I had a chance to attend the second Breakfast on the Farm event of the summer last weekend at the Horning family dairy farm in Washtenaw County. The first event was held the previous weekend near Pewamo, and a third will be held on July 24 near Shepherd in Isabella County. Dean Ross, dairy Extension educator, and Nancy Thelen, Washtenaw County Extension director, provided key leadership for last Saturday’s event, and it was a remarkable success. More than 2,300 people attended the event, at which they had a free breakfast and could explore the workings of a modern dairy operation with helpful instructional signage and a number of Michigan State University Extension (MSUE) educators and specialists distributed around the farm to help people understand better where the milk and dairy products they buy from grocery shelves originate. It was great to see so many MSUE educators and volunteers helping to staff the event and to hear the discussion among adults and children as they realized how complex a dairy operation really is.

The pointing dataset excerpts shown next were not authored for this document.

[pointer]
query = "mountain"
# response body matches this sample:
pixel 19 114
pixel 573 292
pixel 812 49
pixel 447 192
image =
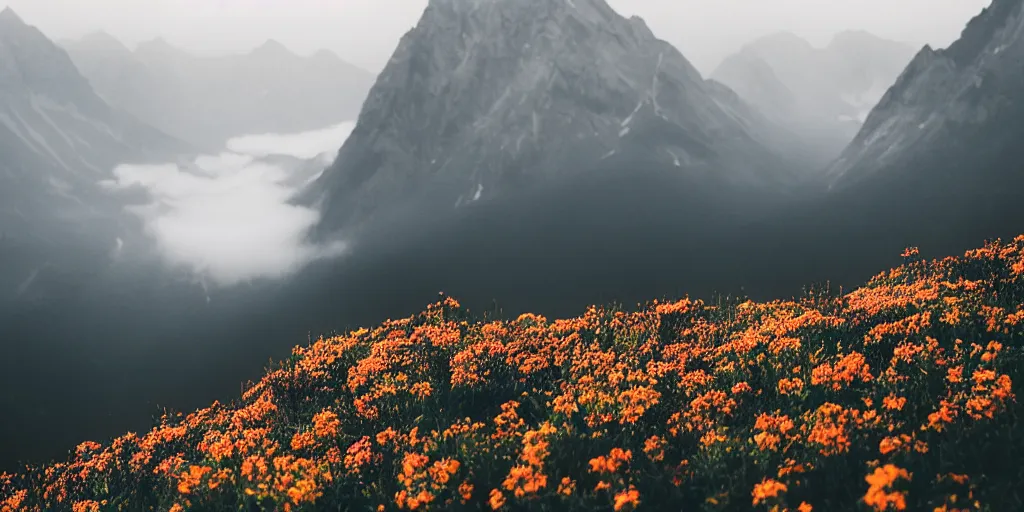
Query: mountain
pixel 960 107
pixel 656 407
pixel 822 94
pixel 460 115
pixel 58 140
pixel 207 100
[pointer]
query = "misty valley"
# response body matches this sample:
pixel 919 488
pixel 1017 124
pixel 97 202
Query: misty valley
pixel 538 260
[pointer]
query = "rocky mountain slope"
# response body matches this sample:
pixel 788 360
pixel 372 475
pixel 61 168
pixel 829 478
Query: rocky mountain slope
pixel 953 117
pixel 823 94
pixel 58 138
pixel 481 97
pixel 206 100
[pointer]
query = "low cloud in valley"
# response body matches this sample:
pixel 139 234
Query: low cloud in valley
pixel 227 217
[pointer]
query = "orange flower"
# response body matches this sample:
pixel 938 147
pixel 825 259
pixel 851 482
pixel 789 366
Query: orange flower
pixel 566 486
pixel 880 482
pixel 767 489
pixel 893 402
pixel 466 491
pixel 790 386
pixel 326 424
pixel 654 448
pixel 497 499
pixel 627 500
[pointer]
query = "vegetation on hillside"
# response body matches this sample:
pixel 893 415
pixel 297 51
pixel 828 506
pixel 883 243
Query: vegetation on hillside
pixel 900 395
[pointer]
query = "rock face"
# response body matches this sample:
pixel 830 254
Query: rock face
pixel 485 95
pixel 822 94
pixel 57 138
pixel 957 108
pixel 207 100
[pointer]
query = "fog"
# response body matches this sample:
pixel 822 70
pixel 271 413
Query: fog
pixel 226 217
pixel 366 32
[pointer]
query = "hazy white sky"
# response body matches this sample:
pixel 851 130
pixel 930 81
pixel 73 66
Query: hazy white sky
pixel 365 32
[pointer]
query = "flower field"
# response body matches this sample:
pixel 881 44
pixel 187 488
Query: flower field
pixel 899 395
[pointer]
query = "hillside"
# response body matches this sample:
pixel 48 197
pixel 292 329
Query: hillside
pixel 898 395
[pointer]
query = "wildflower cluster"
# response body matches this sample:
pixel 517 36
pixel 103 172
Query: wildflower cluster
pixel 900 395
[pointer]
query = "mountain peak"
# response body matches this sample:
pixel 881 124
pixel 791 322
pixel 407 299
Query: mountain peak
pixel 102 40
pixel 8 15
pixel 484 96
pixel 963 96
pixel 271 47
pixel 780 40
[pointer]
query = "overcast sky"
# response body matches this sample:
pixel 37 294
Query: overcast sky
pixel 366 32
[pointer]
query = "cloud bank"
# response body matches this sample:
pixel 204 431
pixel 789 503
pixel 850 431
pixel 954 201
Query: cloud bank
pixel 226 216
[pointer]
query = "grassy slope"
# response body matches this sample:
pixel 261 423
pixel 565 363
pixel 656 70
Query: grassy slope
pixel 899 394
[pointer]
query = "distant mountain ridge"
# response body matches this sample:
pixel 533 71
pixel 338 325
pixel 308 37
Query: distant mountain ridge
pixel 965 103
pixel 459 115
pixel 821 93
pixel 207 100
pixel 59 139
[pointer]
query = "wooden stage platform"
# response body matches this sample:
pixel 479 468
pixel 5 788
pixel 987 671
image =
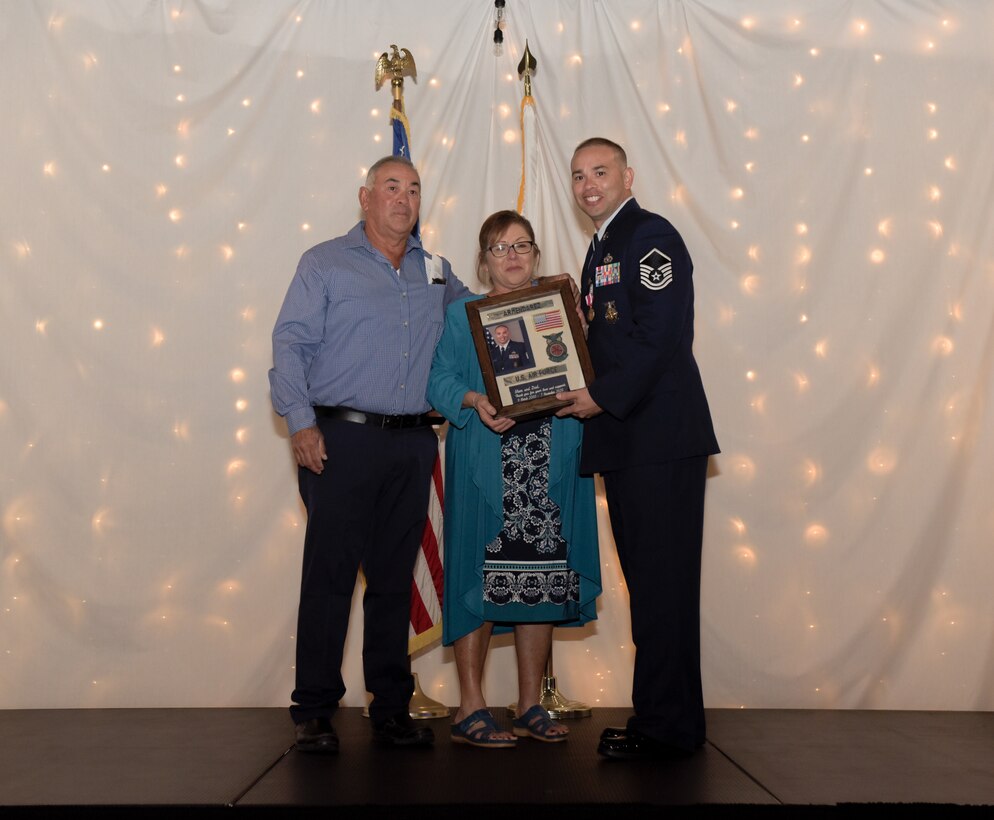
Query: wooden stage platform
pixel 241 763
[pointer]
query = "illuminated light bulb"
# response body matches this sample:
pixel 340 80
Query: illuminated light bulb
pixel 881 461
pixel 744 467
pixel 943 345
pixel 745 554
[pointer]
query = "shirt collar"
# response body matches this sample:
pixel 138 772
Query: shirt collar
pixel 603 228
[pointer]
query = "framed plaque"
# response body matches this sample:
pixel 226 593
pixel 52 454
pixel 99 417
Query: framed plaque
pixel 531 346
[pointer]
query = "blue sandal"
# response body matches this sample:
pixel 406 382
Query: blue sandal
pixel 538 723
pixel 479 730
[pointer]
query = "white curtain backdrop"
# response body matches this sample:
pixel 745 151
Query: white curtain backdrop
pixel 163 164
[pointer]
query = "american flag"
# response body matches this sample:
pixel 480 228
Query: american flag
pixel 549 320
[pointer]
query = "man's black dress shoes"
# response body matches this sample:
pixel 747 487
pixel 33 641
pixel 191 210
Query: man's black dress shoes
pixel 636 746
pixel 317 735
pixel 400 730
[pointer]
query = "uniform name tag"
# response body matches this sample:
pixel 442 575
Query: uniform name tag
pixel 607 274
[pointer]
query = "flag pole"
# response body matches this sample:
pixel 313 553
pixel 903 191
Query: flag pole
pixel 550 698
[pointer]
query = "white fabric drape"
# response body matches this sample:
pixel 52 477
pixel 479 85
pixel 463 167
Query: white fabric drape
pixel 164 163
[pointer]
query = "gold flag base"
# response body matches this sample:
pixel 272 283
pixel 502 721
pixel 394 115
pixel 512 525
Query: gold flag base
pixel 555 703
pixel 421 706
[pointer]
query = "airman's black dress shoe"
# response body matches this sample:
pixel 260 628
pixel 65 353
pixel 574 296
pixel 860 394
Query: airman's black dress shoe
pixel 317 735
pixel 636 746
pixel 400 730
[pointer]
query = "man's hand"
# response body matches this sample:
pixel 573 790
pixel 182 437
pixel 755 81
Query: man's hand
pixel 488 415
pixel 308 449
pixel 582 405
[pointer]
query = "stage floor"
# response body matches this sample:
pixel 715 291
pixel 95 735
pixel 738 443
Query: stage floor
pixel 226 760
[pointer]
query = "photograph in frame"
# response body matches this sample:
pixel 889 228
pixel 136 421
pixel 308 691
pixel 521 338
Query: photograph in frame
pixel 544 349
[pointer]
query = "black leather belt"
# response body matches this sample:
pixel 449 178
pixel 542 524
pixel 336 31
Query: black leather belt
pixel 375 419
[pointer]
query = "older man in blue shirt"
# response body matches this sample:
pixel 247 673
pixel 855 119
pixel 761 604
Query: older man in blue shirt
pixel 352 349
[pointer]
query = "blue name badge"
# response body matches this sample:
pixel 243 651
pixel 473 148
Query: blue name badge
pixel 607 274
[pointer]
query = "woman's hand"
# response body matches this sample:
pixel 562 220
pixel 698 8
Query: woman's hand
pixel 487 412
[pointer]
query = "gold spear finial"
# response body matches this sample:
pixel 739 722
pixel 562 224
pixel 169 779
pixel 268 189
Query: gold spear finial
pixel 396 66
pixel 526 68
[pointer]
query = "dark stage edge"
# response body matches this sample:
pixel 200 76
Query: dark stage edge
pixel 241 762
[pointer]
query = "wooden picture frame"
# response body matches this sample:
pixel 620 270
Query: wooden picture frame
pixel 547 351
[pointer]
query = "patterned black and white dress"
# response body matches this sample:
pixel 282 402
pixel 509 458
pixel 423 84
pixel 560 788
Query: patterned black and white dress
pixel 526 577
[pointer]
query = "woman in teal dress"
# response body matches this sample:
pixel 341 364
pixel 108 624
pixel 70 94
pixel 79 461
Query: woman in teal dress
pixel 520 522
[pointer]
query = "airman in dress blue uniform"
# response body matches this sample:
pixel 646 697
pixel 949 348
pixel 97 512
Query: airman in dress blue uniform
pixel 648 431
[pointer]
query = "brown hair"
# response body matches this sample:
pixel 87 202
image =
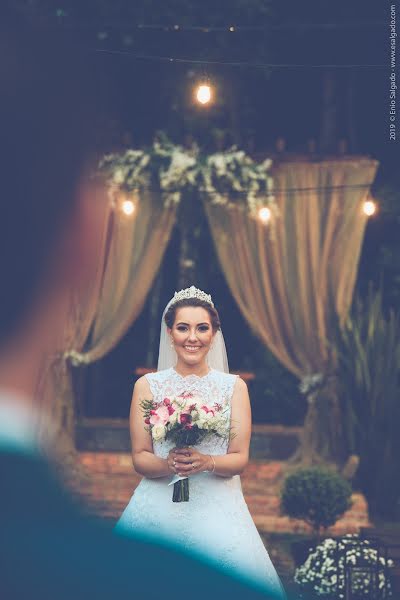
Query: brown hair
pixel 170 315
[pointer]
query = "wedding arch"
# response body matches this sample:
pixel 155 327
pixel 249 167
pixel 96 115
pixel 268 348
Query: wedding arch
pixel 295 229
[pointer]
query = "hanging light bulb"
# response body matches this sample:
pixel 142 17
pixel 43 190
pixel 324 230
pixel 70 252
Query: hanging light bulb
pixel 369 208
pixel 204 93
pixel 264 214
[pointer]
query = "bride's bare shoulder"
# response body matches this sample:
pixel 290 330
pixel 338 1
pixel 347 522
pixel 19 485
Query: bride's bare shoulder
pixel 141 385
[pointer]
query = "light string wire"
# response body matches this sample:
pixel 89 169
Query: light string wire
pixel 271 192
pixel 171 59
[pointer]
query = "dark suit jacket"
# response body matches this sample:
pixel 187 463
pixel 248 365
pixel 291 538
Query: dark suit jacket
pixel 50 551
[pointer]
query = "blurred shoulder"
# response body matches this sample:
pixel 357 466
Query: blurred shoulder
pixel 240 386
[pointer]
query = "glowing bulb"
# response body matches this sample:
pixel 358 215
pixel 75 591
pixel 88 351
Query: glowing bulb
pixel 203 94
pixel 369 208
pixel 128 207
pixel 264 214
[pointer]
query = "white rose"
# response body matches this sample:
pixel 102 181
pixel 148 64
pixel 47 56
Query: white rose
pixel 158 432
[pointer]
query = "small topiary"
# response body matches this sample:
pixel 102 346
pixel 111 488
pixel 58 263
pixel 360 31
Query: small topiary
pixel 316 495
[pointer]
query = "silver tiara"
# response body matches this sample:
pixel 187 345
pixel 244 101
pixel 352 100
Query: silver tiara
pixel 191 292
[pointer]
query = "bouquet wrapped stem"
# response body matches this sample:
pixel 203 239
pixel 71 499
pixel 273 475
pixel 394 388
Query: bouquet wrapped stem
pixel 181 491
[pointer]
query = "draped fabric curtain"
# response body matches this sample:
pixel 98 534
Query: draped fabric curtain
pixel 132 248
pixel 290 275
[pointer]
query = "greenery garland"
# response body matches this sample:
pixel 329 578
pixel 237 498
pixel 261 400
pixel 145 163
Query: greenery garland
pixel 229 178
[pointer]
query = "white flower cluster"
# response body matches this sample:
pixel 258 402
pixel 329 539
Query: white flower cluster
pixel 164 166
pixel 231 174
pixel 324 570
pixel 228 178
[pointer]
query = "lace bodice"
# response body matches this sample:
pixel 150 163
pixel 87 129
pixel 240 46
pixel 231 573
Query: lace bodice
pixel 216 521
pixel 213 387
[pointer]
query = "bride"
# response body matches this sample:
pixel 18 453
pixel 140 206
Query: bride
pixel 216 519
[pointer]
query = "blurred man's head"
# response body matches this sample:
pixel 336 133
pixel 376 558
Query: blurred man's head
pixel 49 220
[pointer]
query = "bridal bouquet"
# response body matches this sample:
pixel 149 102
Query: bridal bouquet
pixel 186 420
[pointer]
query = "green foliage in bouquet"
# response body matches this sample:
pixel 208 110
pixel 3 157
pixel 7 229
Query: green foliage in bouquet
pixel 316 495
pixel 368 356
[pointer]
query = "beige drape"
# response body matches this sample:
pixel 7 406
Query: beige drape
pixel 288 283
pixel 130 254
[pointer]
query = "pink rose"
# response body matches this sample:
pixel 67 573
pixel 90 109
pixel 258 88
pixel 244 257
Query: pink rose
pixel 160 416
pixel 185 419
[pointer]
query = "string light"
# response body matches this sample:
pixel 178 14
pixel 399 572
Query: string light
pixel 369 208
pixel 203 93
pixel 264 214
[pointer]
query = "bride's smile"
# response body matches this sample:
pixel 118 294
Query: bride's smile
pixel 192 333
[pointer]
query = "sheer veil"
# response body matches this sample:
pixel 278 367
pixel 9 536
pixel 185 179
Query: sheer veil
pixel 167 357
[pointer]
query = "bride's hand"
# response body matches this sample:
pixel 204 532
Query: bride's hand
pixel 187 461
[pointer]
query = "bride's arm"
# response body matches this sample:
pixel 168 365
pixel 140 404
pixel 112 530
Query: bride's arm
pixel 237 457
pixel 145 462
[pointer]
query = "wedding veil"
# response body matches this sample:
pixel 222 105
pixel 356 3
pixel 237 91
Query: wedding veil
pixel 167 357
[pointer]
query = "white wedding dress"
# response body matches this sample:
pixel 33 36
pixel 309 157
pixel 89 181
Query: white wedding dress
pixel 216 520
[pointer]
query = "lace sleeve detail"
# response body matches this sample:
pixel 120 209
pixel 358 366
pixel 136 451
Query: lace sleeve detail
pixel 231 386
pixel 227 385
pixel 154 384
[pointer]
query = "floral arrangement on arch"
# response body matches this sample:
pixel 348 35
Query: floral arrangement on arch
pixel 233 178
pixel 230 178
pixel 164 166
pixel 323 572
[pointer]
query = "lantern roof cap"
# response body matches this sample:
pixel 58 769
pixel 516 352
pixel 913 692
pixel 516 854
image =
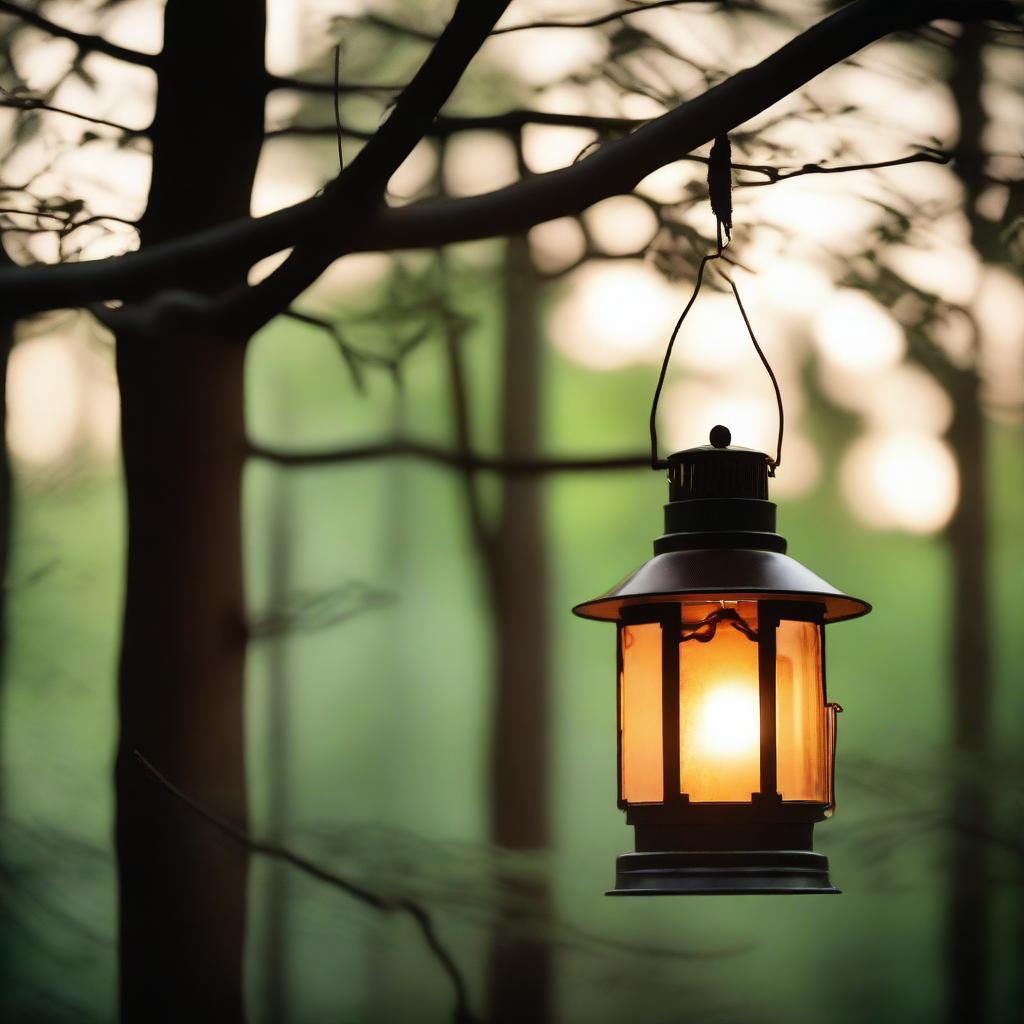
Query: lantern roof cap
pixel 723 573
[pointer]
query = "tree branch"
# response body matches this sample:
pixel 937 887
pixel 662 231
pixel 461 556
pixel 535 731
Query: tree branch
pixel 85 42
pixel 614 169
pixel 32 103
pixel 403 904
pixel 359 187
pixel 463 461
pixel 272 82
pixel 509 121
pixel 614 15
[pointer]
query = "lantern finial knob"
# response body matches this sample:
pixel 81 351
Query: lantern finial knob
pixel 720 436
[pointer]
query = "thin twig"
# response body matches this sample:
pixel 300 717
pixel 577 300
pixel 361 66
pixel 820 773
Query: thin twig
pixel 654 462
pixel 337 104
pixel 401 449
pixel 32 103
pixel 403 904
pixel 614 15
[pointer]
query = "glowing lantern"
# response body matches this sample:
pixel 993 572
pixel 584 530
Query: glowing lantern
pixel 726 736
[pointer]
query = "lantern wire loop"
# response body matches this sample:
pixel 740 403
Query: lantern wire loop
pixel 719 185
pixel 705 631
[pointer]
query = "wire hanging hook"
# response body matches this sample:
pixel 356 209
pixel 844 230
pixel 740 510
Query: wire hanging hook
pixel 720 192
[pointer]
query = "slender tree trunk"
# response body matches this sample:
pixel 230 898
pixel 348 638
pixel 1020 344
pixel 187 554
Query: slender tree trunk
pixel 278 757
pixel 6 529
pixel 968 915
pixel 968 922
pixel 182 891
pixel 519 971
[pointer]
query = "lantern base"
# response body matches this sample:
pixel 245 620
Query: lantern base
pixel 722 872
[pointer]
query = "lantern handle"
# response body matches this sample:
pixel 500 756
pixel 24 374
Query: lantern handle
pixel 657 463
pixel 720 193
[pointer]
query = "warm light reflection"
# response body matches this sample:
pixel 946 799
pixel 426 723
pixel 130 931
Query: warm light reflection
pixel 901 480
pixel 556 245
pixel 542 57
pixel 546 147
pixel 719 718
pixel 415 173
pixel 640 714
pixel 621 225
pixel 44 398
pixel 477 162
pixel 728 721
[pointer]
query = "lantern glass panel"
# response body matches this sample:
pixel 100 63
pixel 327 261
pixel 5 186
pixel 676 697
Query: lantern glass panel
pixel 804 760
pixel 640 714
pixel 719 717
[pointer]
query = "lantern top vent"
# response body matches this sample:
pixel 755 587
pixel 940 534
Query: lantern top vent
pixel 718 470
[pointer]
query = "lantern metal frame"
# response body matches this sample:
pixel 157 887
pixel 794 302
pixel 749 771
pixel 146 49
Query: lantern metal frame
pixel 721 546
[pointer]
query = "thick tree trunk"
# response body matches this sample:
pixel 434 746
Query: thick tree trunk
pixel 182 890
pixel 519 971
pixel 968 914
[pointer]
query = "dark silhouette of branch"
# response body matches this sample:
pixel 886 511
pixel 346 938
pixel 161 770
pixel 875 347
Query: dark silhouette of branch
pixel 355 357
pixel 510 121
pixel 775 174
pixel 272 82
pixel 614 15
pixel 614 169
pixel 32 103
pixel 402 904
pixel 456 460
pixel 352 196
pixel 403 29
pixel 85 42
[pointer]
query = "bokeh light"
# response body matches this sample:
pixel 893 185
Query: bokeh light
pixel 613 314
pixel 44 400
pixel 901 480
pixel 855 333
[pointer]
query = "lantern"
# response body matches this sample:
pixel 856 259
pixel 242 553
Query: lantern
pixel 726 735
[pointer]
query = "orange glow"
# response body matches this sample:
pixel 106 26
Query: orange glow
pixel 719 720
pixel 800 734
pixel 719 711
pixel 641 714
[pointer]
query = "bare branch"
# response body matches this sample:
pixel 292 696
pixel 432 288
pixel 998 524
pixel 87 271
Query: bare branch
pixel 34 103
pixel 614 169
pixel 85 42
pixel 272 82
pixel 352 196
pixel 454 460
pixel 510 121
pixel 775 174
pixel 635 8
pixel 403 904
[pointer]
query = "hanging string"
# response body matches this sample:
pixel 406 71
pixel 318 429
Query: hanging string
pixel 720 194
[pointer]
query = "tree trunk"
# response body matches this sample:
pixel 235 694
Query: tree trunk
pixel 519 972
pixel 968 913
pixel 182 890
pixel 278 748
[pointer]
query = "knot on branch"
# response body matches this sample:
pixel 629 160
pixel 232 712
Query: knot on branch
pixel 720 182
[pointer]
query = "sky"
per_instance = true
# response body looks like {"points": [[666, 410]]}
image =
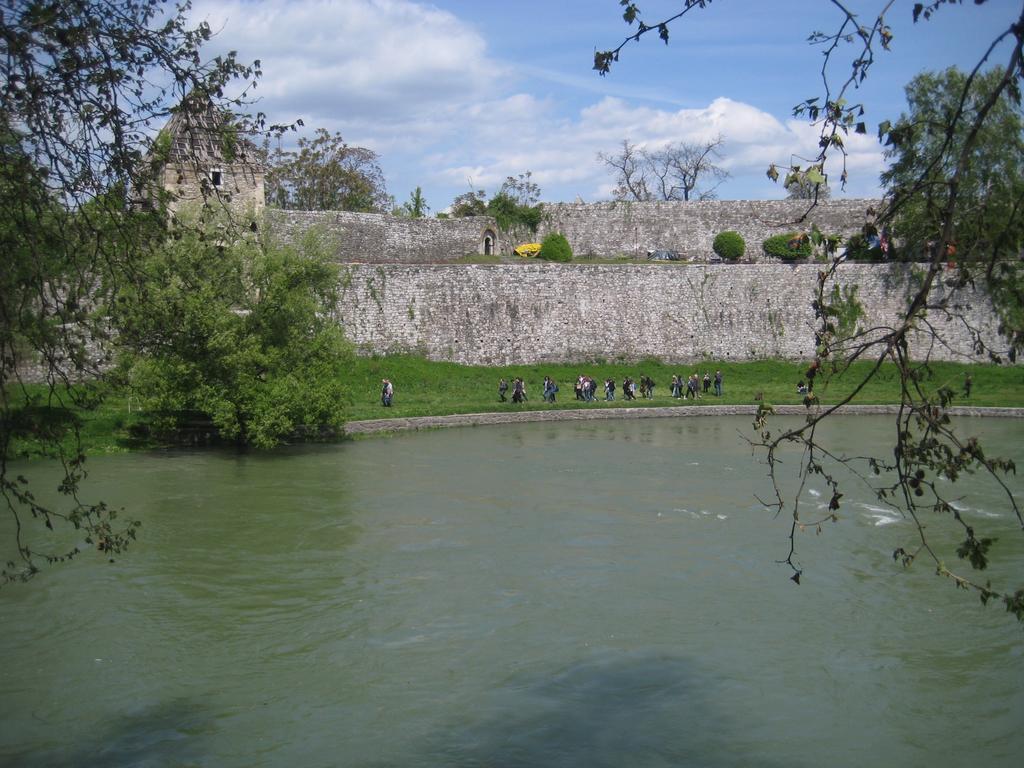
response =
{"points": [[459, 94]]}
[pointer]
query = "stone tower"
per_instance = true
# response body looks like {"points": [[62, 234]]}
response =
{"points": [[202, 157]]}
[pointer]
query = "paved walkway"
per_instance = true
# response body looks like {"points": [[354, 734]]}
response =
{"points": [[598, 414]]}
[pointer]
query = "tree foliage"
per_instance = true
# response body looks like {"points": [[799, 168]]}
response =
{"points": [[990, 188], [677, 171], [83, 86], [729, 245], [326, 174], [945, 188], [555, 248], [416, 207], [235, 335], [788, 247], [472, 203], [515, 205]]}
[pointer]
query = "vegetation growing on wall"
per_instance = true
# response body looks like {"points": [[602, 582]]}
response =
{"points": [[555, 248], [788, 247]]}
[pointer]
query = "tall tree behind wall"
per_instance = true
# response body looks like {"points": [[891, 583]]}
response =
{"points": [[327, 174]]}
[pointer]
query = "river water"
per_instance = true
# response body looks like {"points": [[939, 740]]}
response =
{"points": [[562, 594]]}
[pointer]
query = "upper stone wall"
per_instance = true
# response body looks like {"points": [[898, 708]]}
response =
{"points": [[605, 229], [540, 312], [375, 238]]}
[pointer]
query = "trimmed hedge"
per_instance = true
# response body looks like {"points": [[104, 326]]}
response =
{"points": [[555, 248], [729, 245], [788, 247]]}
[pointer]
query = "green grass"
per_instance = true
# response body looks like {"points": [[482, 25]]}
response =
{"points": [[428, 388]]}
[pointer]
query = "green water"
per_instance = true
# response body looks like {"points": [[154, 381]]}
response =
{"points": [[529, 595]]}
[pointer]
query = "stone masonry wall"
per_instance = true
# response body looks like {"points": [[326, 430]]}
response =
{"points": [[535, 312], [633, 228], [375, 238], [594, 229]]}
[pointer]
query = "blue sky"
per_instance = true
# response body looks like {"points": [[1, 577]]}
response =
{"points": [[461, 93]]}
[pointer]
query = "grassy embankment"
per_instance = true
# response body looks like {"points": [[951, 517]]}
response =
{"points": [[426, 388]]}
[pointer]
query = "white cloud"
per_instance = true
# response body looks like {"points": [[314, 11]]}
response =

The breakfast menu was a bit different at the Horning farm. At the previous Breakfast on the Farm events, the fare has included eggs, pancakes (with Michigan blueberries), sausage, Michigan apples and Michigan juices. Only the coffee comes from outside of Michigan. At last week’s event, we were served breakfast pizza. Apparently, a prominent Washtenaw County company (Domino’s Pizza) is exploring this as a new product and we had a chance to sample it. Just so you know, this was pretty nutritious pizza: wheat-based dough with egg and ham topping and of course a blend of cheeses on top. I understand there was some public consternation about whether breakfast pizza was sending a bad signal about nutrition to the adults and youngsters attending. I thought it was pretty balanced and packed quite a nutrient punch. The Michigan Empire apples and grape juices rounded it out well. By the way, the pizza provided an effective way of carrying the message that the largest buyer of dairy products in the country is the pizza business, given its size and the importance of cheese to any kind of pizza.
Thanks go to Dean, Nancy and the many MSUE staff and volunteers who made this a success. We especially thank the Horning family for opening their farm to the public and being such gracious hosts to those who participated.